Moser iteration for elliptic systems
Hi.
The point is not the ellipticity. In fact the Argument of De Giorgi, Moser and Nash was designed for elliptic problems. The point is that solutions $u: \Omega\to\mathbb{R}^N$ of elliptic problems with $N>1$ just aren't $C^{1,\alpha}$ any more in general. This is no problem with the method, it's intrinsic. The famous counterexample is by De Giorgi himself.
See Giusti - The direct method of variational calculus for more details to this topic. The counterexample itself can be found as example 6.3 in this book. The paper from De Giorgi is "Un esempio di estremal discontinue per un problema variazionale di tipo ellittico", Boll. U.M.I., 4 (1968), 135-137
Basically, the De-Giorgi - Moser - Nash regularity result fails for elliptic system. As Johannes pointed out, there is a counter-example in Giusti book.
For system, usually, one can get "partial regularity result". What I mean by that is: there exists $\Omega_0 \subset \Omega$ open such that $|\Omega\setminus \Omega_0|=0$ and $u \in C^{1,\alpha}(\Omega_0)$. Then with the smoothness of coefficients, you can have $u \in C^\infty(\Omega_0)$.
There are several references you can have a look at are:
M. GIAQUINTA, Multiple Integrals in the Calculus of Variations and Nonlinear Elliptic Systems, Princeton U. Press, Princeton, 1983.
M. GIAQUINTA • E. GIUSTI, On the regularity of the minima of variational inte- grals, Acta. Math. 148 (1982), 31-46.
Evans, Lawrence C. Quasiconvexity and partial regularity in the calculus of variations. Arch. Rational Mech. Anal. 95 (1986), no. 3, 227--252.

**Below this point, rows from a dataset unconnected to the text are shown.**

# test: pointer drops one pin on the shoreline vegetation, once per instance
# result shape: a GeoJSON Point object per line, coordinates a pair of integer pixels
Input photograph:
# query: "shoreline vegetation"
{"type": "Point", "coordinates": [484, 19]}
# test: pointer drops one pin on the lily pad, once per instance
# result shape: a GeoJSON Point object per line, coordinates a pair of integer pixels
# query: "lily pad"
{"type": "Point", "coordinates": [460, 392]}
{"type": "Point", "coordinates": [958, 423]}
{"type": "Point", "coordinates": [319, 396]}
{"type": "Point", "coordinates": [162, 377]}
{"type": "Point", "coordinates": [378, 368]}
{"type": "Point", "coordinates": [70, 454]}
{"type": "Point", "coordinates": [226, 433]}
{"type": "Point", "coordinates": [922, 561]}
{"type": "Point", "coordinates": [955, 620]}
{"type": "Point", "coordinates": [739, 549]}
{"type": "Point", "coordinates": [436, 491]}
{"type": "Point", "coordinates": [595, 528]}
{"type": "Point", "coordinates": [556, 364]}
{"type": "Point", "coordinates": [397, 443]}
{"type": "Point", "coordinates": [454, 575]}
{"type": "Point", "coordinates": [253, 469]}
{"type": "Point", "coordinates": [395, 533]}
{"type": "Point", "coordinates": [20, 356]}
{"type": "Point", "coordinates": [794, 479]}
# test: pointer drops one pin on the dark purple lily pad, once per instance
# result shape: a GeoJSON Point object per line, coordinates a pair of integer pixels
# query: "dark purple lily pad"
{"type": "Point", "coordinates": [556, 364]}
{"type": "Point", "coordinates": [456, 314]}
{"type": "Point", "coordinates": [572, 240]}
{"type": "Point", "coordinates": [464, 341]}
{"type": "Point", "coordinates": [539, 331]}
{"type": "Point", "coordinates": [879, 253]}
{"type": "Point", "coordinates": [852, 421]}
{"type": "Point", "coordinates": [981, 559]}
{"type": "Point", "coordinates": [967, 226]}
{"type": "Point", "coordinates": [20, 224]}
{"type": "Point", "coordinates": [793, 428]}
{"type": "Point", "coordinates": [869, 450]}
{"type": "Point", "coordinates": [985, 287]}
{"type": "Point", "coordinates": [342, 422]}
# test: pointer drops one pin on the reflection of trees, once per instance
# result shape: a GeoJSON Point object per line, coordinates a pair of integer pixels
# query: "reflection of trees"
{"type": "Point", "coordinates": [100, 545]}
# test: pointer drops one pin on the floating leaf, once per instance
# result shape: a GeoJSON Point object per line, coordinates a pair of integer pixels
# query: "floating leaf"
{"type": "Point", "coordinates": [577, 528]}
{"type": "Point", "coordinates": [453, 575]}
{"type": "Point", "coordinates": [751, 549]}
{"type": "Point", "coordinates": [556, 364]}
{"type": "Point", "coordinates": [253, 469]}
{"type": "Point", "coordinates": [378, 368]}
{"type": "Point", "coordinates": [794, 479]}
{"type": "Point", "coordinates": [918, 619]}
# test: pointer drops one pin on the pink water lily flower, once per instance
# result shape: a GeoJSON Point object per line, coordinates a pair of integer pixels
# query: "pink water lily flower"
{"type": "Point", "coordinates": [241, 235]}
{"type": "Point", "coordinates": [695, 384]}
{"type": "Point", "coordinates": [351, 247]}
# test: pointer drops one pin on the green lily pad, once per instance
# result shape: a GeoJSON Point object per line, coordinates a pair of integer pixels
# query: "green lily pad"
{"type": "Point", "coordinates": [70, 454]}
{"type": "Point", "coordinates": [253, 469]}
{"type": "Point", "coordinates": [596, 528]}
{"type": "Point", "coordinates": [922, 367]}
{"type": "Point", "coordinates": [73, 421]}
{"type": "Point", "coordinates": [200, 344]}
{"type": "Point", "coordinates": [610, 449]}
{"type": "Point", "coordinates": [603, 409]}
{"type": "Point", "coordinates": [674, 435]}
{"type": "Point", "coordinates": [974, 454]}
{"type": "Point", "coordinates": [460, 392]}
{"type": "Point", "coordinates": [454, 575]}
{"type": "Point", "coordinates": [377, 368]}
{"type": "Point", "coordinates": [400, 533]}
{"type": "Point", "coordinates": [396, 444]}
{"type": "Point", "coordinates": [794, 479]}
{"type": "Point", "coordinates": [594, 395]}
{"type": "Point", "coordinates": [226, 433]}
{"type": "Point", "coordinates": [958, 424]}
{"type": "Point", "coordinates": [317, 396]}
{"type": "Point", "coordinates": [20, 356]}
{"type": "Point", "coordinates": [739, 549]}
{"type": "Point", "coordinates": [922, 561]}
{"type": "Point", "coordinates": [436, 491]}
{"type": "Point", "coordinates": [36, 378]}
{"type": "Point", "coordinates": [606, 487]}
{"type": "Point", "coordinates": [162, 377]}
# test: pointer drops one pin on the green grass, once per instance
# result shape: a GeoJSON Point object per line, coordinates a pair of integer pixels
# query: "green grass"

In the third one, Evans proved the "partial regularity result" for a minimizer of certain energy functional. The most important thing is that the Lagrangian only need to be uniformly stricly-quasiconvex instead of uniformly convex. And it has some very important applications in elasticity. You can search for some papers of John Ball for this issue.